THE AMERICAN PROSPECT refers to my mention of the Jenin aerial photos and says that small areas of destruction don’t prove the absence of a massacre: “For example, check out this aerial photo of Ground Zero. Gee, look at the rather small area actually destroyed. But of course, that misses the point entirely. A mass grave can be very small indeed.” Well, yeah — though that would be more persuasive if there had been, you know, skyscrapers standing there in Jenin beforehand. . . .
But I wasn’t linking to the photos to disprove a massacre. (The fact that the Guardian/Observer is backpedaling should be far stronger evidence of that). Rather — as I thought the post made clear — I was pointing out that news and TV reports make it look as if all of Jenin was levelled, rather than a couple-of-blocks-square area in the refugee camp that is itself only part of the town. I mean, scroll down and read the post for yourself. Speaking of “missing the point.”
Anyway, if you want Ground Zero analogies — though those hardly seem appropriate for a lot of reasons that should be pretty damned obvious — it’s as if the media gave the impression that all of Manhattan, and perhaps the Outer Boroughs, had been completely wiped out on September 11.

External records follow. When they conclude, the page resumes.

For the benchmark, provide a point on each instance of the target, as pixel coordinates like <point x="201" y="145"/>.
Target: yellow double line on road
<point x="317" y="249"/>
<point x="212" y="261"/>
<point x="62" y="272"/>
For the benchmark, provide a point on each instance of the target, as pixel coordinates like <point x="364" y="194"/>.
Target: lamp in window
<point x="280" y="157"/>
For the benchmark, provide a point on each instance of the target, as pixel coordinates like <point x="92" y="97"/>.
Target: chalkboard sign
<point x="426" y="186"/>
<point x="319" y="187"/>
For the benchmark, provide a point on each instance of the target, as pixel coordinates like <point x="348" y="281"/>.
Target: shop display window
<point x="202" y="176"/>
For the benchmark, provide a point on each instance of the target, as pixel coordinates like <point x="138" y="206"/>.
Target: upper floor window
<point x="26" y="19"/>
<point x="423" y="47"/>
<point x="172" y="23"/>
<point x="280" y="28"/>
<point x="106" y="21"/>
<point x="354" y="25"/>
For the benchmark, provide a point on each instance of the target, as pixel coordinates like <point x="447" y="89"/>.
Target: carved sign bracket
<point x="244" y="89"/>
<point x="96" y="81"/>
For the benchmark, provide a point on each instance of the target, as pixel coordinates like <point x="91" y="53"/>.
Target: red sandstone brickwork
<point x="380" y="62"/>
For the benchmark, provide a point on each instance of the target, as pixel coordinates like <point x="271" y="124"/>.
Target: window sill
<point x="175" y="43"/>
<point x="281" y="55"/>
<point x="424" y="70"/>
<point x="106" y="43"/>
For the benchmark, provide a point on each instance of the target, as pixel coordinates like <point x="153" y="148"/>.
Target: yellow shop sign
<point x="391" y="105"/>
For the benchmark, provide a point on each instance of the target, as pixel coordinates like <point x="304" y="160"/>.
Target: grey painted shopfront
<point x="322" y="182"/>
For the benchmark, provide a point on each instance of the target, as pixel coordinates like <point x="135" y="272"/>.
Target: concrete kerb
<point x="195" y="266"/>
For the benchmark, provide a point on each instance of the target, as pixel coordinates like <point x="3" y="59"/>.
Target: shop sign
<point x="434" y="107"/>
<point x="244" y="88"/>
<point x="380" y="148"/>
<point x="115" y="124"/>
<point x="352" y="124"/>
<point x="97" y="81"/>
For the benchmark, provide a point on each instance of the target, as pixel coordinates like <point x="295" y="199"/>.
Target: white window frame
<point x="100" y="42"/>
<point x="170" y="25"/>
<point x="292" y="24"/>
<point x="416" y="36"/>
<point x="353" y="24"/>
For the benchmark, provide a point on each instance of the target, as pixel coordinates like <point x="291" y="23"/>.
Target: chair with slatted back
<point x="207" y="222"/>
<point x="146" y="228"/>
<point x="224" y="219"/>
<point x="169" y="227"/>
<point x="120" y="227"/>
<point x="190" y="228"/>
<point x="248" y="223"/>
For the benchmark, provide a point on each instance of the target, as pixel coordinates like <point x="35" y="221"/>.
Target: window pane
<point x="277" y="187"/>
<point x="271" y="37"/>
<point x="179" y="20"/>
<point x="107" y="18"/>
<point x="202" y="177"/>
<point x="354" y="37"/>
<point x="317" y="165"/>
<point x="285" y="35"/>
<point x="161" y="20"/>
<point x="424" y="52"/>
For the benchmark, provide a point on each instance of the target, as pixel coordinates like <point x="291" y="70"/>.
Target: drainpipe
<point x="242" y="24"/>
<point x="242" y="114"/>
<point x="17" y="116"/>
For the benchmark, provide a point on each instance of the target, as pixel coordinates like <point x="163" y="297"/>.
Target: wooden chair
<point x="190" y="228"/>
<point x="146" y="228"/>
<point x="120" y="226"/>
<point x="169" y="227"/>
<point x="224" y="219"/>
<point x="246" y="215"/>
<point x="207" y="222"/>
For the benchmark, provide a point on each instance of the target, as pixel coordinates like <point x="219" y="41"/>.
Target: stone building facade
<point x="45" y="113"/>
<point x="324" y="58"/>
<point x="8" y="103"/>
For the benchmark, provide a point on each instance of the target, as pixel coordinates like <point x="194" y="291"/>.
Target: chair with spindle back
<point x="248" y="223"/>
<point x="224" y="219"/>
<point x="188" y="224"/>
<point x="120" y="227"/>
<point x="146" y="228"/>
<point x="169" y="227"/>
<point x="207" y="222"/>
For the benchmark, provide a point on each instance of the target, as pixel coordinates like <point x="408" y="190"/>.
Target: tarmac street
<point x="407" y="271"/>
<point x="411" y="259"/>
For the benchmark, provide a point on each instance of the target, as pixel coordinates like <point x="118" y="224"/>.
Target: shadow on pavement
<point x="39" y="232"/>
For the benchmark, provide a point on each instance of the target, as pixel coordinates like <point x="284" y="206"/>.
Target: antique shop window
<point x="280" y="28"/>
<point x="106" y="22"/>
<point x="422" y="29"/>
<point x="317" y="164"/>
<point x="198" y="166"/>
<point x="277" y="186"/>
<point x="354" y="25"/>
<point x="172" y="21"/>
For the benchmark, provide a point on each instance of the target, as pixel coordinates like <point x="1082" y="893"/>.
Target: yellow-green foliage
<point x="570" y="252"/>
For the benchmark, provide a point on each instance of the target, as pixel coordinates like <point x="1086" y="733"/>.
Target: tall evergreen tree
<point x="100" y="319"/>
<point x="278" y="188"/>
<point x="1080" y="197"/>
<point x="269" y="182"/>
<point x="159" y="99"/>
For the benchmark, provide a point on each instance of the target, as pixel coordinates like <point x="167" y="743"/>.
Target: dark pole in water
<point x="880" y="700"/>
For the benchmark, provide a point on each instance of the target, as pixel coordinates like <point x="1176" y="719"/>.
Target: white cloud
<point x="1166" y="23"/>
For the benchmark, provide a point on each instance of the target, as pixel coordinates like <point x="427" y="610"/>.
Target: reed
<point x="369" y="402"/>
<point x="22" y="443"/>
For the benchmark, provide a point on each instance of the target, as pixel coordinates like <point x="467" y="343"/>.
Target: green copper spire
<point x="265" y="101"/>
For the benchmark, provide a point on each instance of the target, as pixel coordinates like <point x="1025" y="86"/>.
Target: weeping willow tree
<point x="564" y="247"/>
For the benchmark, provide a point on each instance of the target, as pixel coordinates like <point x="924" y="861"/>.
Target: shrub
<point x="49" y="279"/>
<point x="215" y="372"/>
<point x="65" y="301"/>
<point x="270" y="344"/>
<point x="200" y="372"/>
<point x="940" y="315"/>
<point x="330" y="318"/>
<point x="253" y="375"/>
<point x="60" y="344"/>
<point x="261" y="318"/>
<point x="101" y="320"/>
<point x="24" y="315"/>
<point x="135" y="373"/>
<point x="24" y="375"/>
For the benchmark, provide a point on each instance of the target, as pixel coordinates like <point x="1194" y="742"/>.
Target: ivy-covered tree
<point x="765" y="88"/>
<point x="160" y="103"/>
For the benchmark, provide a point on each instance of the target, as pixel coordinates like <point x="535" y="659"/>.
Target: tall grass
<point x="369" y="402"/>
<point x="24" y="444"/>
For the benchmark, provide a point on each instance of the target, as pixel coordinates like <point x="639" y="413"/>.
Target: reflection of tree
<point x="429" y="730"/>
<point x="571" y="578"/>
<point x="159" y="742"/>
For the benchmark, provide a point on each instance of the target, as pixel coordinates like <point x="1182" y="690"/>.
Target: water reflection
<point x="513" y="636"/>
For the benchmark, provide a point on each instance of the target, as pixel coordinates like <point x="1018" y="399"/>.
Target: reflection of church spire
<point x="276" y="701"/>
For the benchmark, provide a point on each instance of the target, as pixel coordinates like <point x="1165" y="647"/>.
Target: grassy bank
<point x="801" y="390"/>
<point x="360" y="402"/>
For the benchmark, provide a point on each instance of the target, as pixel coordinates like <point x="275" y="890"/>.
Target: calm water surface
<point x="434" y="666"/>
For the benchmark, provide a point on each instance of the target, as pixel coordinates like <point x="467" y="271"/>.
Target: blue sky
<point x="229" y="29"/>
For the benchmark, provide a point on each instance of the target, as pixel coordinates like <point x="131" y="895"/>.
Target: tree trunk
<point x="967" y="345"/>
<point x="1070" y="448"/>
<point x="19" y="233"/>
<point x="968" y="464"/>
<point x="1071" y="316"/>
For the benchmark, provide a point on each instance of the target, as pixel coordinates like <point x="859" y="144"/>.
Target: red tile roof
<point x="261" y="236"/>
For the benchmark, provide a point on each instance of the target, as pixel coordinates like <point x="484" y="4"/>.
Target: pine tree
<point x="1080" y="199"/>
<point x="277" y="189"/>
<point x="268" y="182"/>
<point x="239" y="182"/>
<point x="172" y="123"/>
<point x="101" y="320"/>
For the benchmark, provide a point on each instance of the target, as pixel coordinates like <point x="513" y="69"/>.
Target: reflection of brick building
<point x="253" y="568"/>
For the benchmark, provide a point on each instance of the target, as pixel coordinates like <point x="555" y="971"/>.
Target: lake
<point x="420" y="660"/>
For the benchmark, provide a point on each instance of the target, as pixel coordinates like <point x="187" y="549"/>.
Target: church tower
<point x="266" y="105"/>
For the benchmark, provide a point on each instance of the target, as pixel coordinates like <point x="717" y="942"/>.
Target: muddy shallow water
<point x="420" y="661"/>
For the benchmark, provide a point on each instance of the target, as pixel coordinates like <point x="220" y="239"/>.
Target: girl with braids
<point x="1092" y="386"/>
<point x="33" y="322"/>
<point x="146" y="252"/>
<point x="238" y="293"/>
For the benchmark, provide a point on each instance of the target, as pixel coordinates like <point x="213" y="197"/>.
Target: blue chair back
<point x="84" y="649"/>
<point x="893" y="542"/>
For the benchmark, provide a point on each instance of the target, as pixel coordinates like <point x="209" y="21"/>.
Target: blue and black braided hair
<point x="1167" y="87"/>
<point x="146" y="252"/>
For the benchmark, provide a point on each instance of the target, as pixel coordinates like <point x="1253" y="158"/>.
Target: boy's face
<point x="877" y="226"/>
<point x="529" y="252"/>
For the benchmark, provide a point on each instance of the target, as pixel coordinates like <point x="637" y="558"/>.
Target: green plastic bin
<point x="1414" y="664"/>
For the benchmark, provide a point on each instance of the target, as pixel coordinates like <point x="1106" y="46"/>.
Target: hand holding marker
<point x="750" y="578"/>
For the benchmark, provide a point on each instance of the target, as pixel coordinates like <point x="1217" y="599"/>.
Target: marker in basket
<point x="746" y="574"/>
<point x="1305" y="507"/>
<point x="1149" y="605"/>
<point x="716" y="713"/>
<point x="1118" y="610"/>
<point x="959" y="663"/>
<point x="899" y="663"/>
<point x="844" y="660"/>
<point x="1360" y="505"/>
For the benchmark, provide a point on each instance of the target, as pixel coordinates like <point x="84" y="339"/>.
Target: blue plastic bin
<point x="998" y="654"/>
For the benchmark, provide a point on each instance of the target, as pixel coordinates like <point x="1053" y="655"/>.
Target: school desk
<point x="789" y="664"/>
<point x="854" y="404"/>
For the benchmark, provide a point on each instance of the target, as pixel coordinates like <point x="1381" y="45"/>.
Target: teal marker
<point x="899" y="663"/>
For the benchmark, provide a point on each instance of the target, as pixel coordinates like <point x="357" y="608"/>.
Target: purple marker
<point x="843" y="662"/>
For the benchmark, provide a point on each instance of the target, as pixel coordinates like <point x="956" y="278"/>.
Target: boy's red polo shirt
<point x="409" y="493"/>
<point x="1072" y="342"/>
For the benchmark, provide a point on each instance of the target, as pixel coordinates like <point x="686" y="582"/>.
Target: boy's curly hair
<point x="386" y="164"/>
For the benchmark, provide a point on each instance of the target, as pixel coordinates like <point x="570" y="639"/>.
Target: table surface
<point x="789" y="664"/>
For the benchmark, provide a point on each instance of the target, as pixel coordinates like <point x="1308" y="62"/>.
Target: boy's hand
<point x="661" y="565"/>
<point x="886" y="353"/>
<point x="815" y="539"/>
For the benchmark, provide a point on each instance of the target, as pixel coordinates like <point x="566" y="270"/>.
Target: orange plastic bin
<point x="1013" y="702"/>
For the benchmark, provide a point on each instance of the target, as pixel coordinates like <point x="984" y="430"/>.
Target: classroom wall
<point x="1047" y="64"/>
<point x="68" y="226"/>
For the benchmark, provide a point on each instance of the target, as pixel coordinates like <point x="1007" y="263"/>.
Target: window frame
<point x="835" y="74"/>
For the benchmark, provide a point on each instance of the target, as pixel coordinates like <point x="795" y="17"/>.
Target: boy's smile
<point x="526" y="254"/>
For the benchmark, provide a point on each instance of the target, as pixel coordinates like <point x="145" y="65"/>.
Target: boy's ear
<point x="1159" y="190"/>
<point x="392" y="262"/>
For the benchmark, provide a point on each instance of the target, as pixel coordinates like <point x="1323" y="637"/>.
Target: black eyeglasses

UPDATE: Several readers write to note that it’s not just the TV news folks, pointing out Jimmy Carter’s misleading reference to “the recent destruction of Jenin and other villages,” in his rather fatuous New York Times column from Sunday. The photos certainly disprove that claim, don’t they? But Carter — who seems to have gotten all his information from CNN — certainly seems to have been deceived by the very phenomenon I describe above.